We picked feta for our cheese because we knew it would soften when cooked, rather than melting and escaping from its meatball prison.  I always use breadcrumbs in any homemade meatball/burger recipe, both to help bind the mixture and because when I’ve tried solid-meat versions they’ve come out a little dry and dense.  For this recipe the only bread we had in the house was a Warburton’s orange fruit loaf, so that’s where the sweet part of this recipe comes from.  For the spice, we started with two of my favourites, ground cumin and ground coriander, combined with fresh garlic and chilli.  For this recipe, we also went with smoked paprika, because the orange and raisins in the fruit loaf had put us in the mood for something a bit Moroccan-ish.
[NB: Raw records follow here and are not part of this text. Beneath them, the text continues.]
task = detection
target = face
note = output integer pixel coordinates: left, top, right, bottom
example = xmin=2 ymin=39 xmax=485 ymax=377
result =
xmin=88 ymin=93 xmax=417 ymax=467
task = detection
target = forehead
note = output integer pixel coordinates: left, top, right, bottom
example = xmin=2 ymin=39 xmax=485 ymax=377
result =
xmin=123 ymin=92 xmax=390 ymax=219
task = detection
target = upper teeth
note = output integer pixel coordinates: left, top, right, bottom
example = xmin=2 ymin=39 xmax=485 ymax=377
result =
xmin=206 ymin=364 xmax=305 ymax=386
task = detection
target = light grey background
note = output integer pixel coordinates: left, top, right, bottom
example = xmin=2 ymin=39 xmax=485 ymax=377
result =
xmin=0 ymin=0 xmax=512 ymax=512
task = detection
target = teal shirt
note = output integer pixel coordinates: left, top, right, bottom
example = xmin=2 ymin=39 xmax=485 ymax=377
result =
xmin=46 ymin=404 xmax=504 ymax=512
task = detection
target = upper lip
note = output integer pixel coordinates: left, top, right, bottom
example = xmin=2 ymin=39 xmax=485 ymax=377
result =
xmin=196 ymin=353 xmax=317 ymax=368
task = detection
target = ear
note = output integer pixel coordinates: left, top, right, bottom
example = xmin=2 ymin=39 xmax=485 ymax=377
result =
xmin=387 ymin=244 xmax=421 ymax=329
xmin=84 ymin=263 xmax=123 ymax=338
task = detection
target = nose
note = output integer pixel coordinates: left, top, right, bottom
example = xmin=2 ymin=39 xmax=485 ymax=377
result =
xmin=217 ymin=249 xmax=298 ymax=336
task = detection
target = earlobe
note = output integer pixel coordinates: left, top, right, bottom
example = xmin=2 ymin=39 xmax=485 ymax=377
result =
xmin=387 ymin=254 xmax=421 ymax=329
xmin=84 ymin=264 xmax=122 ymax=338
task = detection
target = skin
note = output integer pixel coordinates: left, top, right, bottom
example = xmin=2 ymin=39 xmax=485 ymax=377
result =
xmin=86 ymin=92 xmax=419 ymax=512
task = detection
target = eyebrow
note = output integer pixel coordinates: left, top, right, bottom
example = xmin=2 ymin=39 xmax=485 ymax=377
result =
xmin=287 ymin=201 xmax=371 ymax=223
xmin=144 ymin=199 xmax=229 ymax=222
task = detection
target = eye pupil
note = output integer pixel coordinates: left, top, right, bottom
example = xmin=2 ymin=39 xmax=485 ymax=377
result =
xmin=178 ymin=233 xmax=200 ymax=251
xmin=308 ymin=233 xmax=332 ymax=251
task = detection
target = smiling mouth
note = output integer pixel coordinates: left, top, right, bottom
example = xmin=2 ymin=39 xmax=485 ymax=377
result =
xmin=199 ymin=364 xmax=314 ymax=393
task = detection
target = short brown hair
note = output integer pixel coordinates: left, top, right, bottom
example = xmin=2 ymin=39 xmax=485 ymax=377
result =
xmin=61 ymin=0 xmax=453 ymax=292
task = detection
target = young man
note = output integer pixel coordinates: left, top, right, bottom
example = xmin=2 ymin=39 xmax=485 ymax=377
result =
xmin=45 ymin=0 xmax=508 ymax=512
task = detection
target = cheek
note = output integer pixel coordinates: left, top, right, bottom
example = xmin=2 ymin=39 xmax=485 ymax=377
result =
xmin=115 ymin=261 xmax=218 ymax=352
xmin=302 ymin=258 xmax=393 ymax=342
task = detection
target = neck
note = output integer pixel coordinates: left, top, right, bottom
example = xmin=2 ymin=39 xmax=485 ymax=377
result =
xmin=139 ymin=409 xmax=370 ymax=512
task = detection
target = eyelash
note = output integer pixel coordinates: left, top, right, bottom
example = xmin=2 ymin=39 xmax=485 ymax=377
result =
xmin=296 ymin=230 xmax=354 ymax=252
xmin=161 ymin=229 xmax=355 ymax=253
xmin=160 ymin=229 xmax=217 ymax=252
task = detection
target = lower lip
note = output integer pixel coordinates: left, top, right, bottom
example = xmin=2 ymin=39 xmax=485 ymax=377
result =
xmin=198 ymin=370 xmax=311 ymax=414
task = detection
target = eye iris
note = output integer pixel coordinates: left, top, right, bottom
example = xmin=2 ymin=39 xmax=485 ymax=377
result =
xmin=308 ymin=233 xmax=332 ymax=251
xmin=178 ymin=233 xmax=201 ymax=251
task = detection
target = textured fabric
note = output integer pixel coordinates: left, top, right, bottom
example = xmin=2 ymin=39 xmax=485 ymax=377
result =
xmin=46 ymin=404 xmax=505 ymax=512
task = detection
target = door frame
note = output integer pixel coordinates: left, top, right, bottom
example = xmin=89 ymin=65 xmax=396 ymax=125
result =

Feta Stuffed Lamb Meatballs

Serves 2 - 4

Ingredients

  • 500g Lamb Mince
  • Feta Cheese (cut into cubes)
  • 3-4 teaspoons Garlic Puree (or 3-4 crushed cloves)
  • ¼ teaspoon Fresh Chilli (finely chopped *)
  • 1 teaspoon Dried Cumin
  • 1 teaspoon Ground Coriander
  • 1 teaspoon Smoked Paprika
  • 2 Slices Warburton's Orange Fruit Loaf (or other fruit bread, crumbed **)

Directions

1. Preheat oven to Gas Mark 4 / 180°C / 350°F
2. In a large bowl, add the breadcrumbs and spices to the mince and mix well.
3. For the meatball construction, take a lump of your mince mixture, a little larger than a golf ball, and make a flat patty in the palm of your hand.
4. Place a cube of feta in the middle, and shape the mince around it until it’s covered.
5. Fry the meatballs in 2tsp olive oil until nicely crozzled on the outside, then transfer them to the oven for 5-10 minutes to finish cooking through. (I use a metal handled frying pan, which will happily sit in the oven, but if you don’t have one of those then any high-sided roasting tin will do the job. The meatballs will shrink as they cook, so they may split apart a little)
6. Serve with flatbread or pita, a leafy salad and fruity chutney

Note

* We keep a jar of ready-chopped easy-chilli in the fridge.  Most supermarkets do these now, and they tend to give a consistent level of spice.  A quarter teaspoon gives a mild kick, but if you like things a little hotter add a bit more.  Chilli powder would also work.

 

** Or 1.5 slices white bread, 25g sultanas, 1tsp cinnamon and a half tsp of orange juice.  Add the juice to the mince rather than the breadcrumbs, so they don’t go soggy too soon.